The chair also includes USB power outlets, which can be used to charge cellphones, GPS systems, tablet computers and items like fans and reading lights.

Mool Gupta, the team's advisor and Langley Professor in Residence at the University of Virginia and the NIA, says that participating in the competition was a great learning experience for his team. He was thrilled to hear that they'd won the prize, but more important, he says, is that they worked together on a project meant to help improve society.

"I'm very proud of them for what they have accomplished," he said.

The wheelchair will go to good use, too. The team plans to use the prize money to make some final refinements, after which they'll ship the prototype to Alper Sirvan, the gentleman in Turkey who pitched the idea for a solar-powered wheelchair to World CP Day. Sirvan is living with cerebral palsy. The remaining prize money will go back to United Cerebral Palsy in support of future World CP Day competitions.

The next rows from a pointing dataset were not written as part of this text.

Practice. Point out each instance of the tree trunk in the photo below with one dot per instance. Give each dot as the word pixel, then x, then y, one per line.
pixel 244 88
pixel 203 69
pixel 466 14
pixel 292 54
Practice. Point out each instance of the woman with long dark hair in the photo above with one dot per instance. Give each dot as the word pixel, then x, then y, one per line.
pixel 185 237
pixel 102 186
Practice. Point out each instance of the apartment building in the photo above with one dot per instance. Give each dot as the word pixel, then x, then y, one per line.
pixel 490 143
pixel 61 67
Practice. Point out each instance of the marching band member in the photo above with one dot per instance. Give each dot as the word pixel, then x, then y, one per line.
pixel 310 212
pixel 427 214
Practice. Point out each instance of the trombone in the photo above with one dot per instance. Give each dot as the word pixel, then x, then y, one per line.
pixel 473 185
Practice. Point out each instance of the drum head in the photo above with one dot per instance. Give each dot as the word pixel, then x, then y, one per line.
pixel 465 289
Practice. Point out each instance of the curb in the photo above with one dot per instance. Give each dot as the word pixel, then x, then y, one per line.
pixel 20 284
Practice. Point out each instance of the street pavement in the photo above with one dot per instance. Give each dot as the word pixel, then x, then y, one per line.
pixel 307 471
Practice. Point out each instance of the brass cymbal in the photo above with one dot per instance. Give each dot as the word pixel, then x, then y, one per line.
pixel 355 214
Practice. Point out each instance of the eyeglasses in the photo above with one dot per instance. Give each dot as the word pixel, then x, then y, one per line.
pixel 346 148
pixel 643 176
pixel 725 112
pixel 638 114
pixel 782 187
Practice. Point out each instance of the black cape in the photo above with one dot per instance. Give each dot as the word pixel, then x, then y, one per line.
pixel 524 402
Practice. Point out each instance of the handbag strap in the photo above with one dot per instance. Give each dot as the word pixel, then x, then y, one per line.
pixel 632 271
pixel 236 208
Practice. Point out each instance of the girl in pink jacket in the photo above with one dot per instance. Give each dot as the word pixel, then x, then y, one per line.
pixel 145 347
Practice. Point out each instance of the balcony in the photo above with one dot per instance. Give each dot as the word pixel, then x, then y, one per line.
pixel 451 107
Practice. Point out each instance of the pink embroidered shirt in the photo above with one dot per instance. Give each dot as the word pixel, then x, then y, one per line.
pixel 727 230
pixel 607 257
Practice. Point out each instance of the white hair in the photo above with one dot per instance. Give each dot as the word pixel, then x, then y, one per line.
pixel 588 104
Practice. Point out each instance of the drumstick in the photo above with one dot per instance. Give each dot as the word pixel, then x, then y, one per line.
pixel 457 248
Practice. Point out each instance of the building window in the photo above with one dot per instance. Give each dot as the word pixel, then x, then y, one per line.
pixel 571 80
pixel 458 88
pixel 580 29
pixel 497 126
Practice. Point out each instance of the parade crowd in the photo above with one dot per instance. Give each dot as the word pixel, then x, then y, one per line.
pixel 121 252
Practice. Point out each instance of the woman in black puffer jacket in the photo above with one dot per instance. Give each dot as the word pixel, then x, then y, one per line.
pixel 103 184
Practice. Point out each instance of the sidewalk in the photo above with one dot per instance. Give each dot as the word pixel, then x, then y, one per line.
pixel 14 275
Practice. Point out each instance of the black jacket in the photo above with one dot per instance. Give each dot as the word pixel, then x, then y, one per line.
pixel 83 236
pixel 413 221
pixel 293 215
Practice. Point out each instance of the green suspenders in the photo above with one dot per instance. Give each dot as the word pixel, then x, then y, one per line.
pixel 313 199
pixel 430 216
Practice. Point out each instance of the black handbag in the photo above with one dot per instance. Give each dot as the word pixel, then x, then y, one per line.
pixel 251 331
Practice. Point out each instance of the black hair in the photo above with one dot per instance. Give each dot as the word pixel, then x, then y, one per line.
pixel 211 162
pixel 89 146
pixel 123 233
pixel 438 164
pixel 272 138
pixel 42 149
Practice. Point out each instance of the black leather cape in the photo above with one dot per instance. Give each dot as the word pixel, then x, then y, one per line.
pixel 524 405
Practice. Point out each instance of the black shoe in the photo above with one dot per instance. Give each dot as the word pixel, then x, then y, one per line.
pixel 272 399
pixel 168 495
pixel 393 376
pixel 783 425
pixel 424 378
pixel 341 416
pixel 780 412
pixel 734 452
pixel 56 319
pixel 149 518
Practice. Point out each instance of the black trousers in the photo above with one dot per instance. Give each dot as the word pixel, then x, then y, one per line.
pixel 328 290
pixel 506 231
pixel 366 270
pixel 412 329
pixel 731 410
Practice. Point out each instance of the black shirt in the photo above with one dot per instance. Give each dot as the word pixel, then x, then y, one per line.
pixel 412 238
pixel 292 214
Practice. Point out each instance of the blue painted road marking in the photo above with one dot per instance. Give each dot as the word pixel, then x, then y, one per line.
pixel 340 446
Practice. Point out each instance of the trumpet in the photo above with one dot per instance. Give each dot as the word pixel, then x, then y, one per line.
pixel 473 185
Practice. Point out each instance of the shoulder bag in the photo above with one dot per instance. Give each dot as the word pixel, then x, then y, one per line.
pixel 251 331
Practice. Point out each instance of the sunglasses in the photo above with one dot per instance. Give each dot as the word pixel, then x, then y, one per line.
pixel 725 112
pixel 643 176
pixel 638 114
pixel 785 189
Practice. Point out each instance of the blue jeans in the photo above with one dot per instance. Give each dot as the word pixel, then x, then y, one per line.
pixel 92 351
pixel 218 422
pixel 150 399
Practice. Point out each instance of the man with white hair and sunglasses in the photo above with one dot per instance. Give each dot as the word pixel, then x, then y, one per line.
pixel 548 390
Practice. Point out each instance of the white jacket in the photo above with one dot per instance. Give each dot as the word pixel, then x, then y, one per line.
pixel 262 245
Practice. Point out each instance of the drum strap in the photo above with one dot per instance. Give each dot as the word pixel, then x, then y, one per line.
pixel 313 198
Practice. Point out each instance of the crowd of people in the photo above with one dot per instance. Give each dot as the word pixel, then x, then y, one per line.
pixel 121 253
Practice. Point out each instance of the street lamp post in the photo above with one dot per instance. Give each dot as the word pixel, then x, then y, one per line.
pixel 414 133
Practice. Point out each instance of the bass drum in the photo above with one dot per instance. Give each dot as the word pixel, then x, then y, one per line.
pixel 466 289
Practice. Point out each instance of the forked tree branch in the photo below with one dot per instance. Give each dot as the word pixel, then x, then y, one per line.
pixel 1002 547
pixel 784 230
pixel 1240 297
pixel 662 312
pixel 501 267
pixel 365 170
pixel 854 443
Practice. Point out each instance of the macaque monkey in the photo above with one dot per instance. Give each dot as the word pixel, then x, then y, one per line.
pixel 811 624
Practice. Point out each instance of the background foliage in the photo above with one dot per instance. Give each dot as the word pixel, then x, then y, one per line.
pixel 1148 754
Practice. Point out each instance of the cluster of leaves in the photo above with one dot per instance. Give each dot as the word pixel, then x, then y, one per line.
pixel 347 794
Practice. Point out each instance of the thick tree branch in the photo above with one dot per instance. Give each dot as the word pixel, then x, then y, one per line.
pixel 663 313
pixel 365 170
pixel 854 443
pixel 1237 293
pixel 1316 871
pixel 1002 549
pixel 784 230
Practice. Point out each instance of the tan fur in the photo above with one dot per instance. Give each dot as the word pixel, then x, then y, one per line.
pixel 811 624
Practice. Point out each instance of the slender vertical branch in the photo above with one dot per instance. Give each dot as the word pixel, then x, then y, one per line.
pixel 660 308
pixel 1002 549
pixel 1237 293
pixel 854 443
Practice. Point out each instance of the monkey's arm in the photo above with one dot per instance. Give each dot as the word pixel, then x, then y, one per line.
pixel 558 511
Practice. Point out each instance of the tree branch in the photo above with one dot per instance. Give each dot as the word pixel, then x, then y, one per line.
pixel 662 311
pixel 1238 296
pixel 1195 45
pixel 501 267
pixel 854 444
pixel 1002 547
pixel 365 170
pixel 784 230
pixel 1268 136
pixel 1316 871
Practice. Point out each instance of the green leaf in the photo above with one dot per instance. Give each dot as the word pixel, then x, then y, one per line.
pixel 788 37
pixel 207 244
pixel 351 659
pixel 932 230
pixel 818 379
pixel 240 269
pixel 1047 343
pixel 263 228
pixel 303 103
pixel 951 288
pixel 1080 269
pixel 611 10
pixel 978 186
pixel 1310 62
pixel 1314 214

Gupta hopes that this prototype is just a starting point for something even greater. He imagines a future design that incorporates NASA technology — specifically flexible solar panels.

Though they won't be commercially available for several more months, the flexible panels, which are thin and can be rolled up, would be cheaper and lighter than custom-built solar panels.

Waldron is already intrigued by the idea.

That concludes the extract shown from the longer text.